Also 7, 9 Sc. fab, 8 fobb. [of unknown origin; cf. HG. dial. fuppe pocket, fuppen, einfuppen to pocket stealthily; a Ger. word fupsack is cited by Skinner.
If the word meant originally a secret pocket, it may be connected with FOB v.1]
1. A small pocket formerly made in the waistband of the breeches and used for carrying a watch, money, or other valuables.
1653. Brome, Crt. Beggar, II. i. Wks. 1873, I. i. 212. My Fob has been fubd to day of six pieces, and a dozen shillings at least.
1667. St. Papers, Dom., CXCI. No. 63. II. The right side pockett and the small pockett or fobb.
1711. Addison, Spect., No. 77, 29 May, ¶ 1. To my great Surprize, I saw him squirr away his Watch a considerable way into the Thames, and with great Sedateness in his Looks put up the Pebble, he had before found, in his Fob.
1751. Smollett, Per. Pic. (1779), III. lxxxiii. 294. Whilst the careful mother thus exercised her talent for reprehension, the hopeful young gentleman, with an hand in each fob, stood whistling an opera tune, without seeming to pay the most profound regard to his parents reproof.
1819. T. Moore Tom Cribs Mem., 1.
Whatsoever employs your magnificent nobs, | |
Whether diddling your subjects, and gutting their fobs. |
1838. Dickens, Nich. Nick., iii. Mr. Nickleby replaced his watch in his fob, and, fitting on his gloves to a nicety, turned upon his way, and walked slowly westward with his hands behind him.
b. nonce-use. The contents of the fob, cash.
c. 1680[?]. Royal Resolutions, in Marvells Wks. (Grosart), I. 431.
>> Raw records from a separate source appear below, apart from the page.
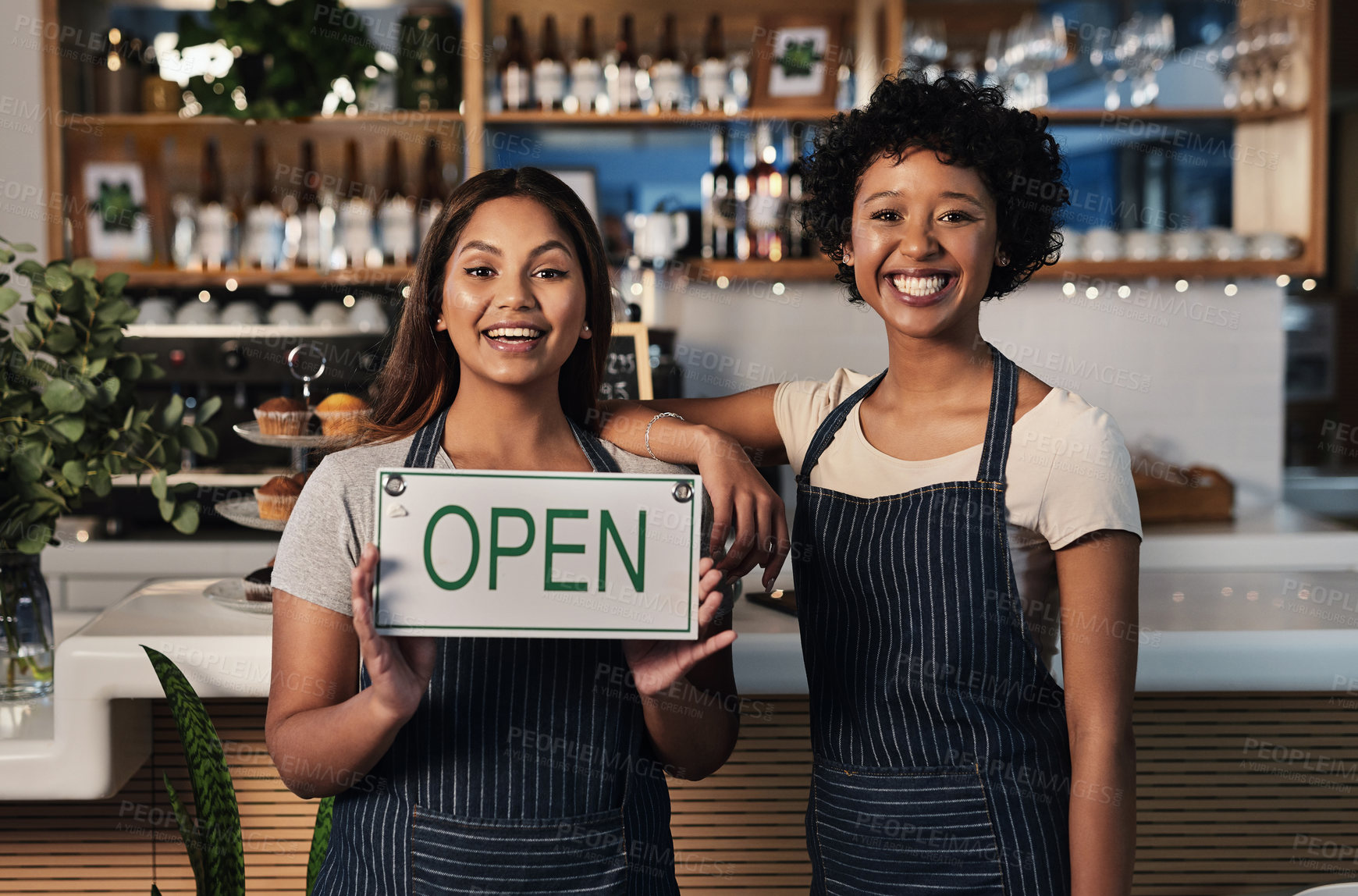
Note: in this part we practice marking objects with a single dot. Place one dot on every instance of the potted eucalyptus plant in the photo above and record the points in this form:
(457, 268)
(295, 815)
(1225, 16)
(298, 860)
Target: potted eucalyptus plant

When plate was at pawn, and fob at an ebb, | |
And spider might weave in bowels its web. |
2. U.S. = fob-chain.
1889. E. Ripley, From Flag to Flag, xxiv. 211. Before he could advance a step, one of the men wheeled his horse across the narrow pathway in front of him and, pointing menacingly at the tempting fob that hung from his pocket, repeated the demand (as now appeared) in a low and threatening tone.
1893. Farmer, Slang, Fob a watch-chain or ribbon, with buckle and seals, worn hanging from the fob.
3. A trimming resembling a fob-chain.
1894. Daily News, 22 June, 6/6. Skirt trimmed on the hips with fobs of bright rose-pink velvet, two on either side.
4. attrib., as fob-pocket, -watch; fob-chain, the chain attached to a watch carried in the fob.
1885. H. C. McCook, Tenants of an Old Farm, 121. In these latter days his waistcoat has expanded somewhat above a growing rotundity, and beneath it a goodly *fobchain protrudes.
1837. Dickens, Pickw., xxviii. With a wery handsome gold watch-chain hangin out, about a foot and a half, and a gold watch in his *fob pocket.
1884. S. Dowell, Tax. in Eng., III. III. iii. § 11 (1888), 273. Fob watches were not indeed unknown, for a *fob watch is in existence that belonged to Oliver Cromwell; but this way of wearing them did not become general until a later date.